「風、薫る」(NHK)では、りん(見上愛)と恋愛関係にあったシマケンこと島田健次郎(佐野晶哉)が胃がんに。りんのモチーフ、大関和の周辺人物について調べたライターの田幸和歌子さんは「シマケンのモチーフのひとりと思われる木下尚江は、田中正造を師と仰ぎ、その最期も看取った有名な社会運動家だった」という――。
木下尚江(1869~1937年)の肖像写真
木下尚江(1869~1937年)の肖像写真(写真=国立国会図書館デジタルコレクション/PD-Japan-oldphoto/Wikimedia Commons

佐野晶哉演じるシマケンが胃がんに

NHK連続テレビ小説「風、薫る」(脚本・吉澤智子、原案・田中ひかる『明治のナイチンゲール 大関和物語』)の第25週「風媒花」で、りん(見上愛)と直美(上坂樹里)は、胃がんの手術を受けたシマケンこと島田健次郎(佐野晶哉)の派出看護に入る。
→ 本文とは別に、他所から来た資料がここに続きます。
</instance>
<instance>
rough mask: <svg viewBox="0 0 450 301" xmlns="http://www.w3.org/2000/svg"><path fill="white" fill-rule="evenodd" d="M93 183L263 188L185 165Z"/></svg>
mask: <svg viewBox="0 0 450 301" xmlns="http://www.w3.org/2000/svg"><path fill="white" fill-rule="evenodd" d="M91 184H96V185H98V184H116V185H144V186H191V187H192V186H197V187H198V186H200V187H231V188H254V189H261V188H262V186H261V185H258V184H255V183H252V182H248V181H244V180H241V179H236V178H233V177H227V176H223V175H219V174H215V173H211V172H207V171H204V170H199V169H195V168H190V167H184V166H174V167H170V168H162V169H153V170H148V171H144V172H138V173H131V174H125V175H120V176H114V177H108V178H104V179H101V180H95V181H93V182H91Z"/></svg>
新聞社で活字を拾い、書評を書き、連載の話が立ち消えになったところで、兄の失踪と実家の借金のために小説家の道を降りた男である。

実家を片づけておいっ子と上京し、りんと再会したときには郵便配達夫をしていると話していた。このシマケンのモチーフのひとりに、社会運動家の木下尚江(1869〜1937年)の名が挙がっている。同時に、第16週から出ている新潟の新聞記者・横沢公輔(井上祐貴)にも、木下の人物像が反映されているのでは……と言われている。高田でりんと出会い、のちに監獄につながれる横沢の筋は、木下の経歴をなぞったものだ。実在の一人が、ドラマでは二人に分けて置かれている。

その木下も、胃がんで死んだ。昭和12年(1937年)、ドラマがいま描いている明治33年から37年後のことである。

【参考記事】「風、薫る」佐野晶哉が演じるシマケンめぐる切ない史実…大関和が“獄中プロポーズ”されたのに身を引いた理由

りんのモチーフ、大関和に求婚

木下は、りんのモチーフである大関和と心を通わせ、獄中プロポーズしたが、木下の同郷の友人にして新宿中村屋の創業者・相馬愛蔵の反対で別れた。そのあと、明治33年(1900年)12月に和賀操子と結婚した。旧盛岡藩士族の娘で、和が働いていた東京看護婦会の看護婦である。仲を取り持ったのは和自身だった。結婚後、和は週に一度、木下家を訪ねて操子の教育にあたっている(松本市歴史の里「大関和と木下尚江のこと」)。一度は結婚を約束した相手の家に、妻の指導役として通ったことになる。ドラマが描いている東京府看護婦規則の布告と同じ年である。

結婚の2カ月前、木下は『廃娼之急務』を出している。前年に入社した毎日新聞(現在の毎日新聞とは異なる会社)では、廃娼論だけでなく足尾鉱毒問題でも論陣を張った。毎日新聞に入って間もなく、同社で足尾鉱毒問題を追及し、明治天皇に直訴しようとしたことで有名な田中正造(1841~1913年)と初めて顔を合わせている。